Daniel Perlman, Managing Director of Trentyre; “When looking at replacing tyres for our vehicles we usually consider performance as the main factor during the selection process. It is also important to consider practicalities like what will you be using the vehicle for and what load the vehicle will be carrying and ensure that the tyres recommended by the vehicle manufacturer fulfil all the requirements. This is where an experienced Trentyre staff member can assist and give professional advice.
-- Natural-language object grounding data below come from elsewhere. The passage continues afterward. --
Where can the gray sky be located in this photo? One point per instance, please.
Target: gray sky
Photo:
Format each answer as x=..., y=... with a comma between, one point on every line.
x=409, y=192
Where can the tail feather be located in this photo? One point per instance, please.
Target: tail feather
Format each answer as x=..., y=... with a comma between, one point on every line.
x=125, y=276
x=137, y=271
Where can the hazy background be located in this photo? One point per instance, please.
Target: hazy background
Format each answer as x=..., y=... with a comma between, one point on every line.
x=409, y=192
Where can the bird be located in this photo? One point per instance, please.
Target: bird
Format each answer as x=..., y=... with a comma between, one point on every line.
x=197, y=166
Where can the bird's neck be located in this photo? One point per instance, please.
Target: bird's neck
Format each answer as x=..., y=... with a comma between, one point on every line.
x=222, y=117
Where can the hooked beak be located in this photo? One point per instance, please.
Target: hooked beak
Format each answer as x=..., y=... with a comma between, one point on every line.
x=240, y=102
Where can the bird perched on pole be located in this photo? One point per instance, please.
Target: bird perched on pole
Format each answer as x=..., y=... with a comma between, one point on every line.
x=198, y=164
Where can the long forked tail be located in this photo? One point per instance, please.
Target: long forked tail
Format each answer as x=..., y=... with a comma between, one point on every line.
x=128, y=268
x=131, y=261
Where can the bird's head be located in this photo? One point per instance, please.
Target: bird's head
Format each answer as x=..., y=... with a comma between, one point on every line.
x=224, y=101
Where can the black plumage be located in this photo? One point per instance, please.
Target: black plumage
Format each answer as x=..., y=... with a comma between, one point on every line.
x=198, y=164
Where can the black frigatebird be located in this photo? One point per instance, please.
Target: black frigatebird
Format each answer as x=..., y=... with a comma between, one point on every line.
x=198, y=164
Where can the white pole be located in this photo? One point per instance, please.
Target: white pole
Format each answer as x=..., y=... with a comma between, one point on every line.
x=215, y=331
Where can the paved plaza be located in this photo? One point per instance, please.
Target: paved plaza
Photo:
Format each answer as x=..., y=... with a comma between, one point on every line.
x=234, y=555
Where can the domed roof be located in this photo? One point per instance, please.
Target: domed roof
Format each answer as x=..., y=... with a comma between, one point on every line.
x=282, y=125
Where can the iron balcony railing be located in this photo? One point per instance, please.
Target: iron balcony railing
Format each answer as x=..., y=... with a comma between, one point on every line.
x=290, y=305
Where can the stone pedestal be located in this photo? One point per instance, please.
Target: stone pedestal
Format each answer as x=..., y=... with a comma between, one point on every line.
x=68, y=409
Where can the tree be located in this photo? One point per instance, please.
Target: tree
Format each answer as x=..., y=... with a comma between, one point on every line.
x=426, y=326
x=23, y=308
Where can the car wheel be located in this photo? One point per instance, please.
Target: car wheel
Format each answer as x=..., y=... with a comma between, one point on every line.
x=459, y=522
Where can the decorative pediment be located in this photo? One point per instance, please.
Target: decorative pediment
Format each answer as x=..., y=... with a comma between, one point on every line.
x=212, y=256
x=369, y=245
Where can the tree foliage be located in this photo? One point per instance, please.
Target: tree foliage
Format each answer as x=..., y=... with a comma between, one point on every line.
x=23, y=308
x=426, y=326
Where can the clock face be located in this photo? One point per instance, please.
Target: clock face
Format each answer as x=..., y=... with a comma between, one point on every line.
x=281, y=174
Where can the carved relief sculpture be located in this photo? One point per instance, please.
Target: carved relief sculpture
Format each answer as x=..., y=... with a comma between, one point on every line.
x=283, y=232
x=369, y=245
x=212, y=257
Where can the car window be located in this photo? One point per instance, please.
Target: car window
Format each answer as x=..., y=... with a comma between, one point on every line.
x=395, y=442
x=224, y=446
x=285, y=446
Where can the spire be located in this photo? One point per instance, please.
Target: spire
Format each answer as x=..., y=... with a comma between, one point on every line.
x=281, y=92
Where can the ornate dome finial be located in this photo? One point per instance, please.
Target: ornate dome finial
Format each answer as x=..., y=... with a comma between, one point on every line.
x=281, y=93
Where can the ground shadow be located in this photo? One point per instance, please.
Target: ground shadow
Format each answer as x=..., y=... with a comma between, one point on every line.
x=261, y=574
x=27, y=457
With the tobacco season starting we want all road users to be aware of the carrying capacity of their tyres.”

The Load Index rating represents the load-carrying capacity of tyres inflated to the recommended maximum psi: This means the load-carrying capacity reduces as tyre pressures are reduced.


It is important to remember that a higher load rating equals a stronger tyre, so ithe tyre will run cooler under load, with the added benefit of a stronger tyre being more puncture resistant. It will also achieve higher mileage under normal operating situations.

When you are looking for new tyres to would be wise to consider: -

  1. Your vehicle’s minimum tyre load rating requirements
  2. What type of driving you are intending on doing? Especially any long-distance travels.
  3. Will the vehicle be carrying and or towing any heavy loads.


Daniel Perlman commented, “In most instances the best solution often turns out to be the easiest. A properly inflated tyre can benefit more than just the tread wear. It will help ensure that your vehicle is driving safely, extend the life of your tyre and of course not forgetting the benefit it will have on fuel-efficiency”.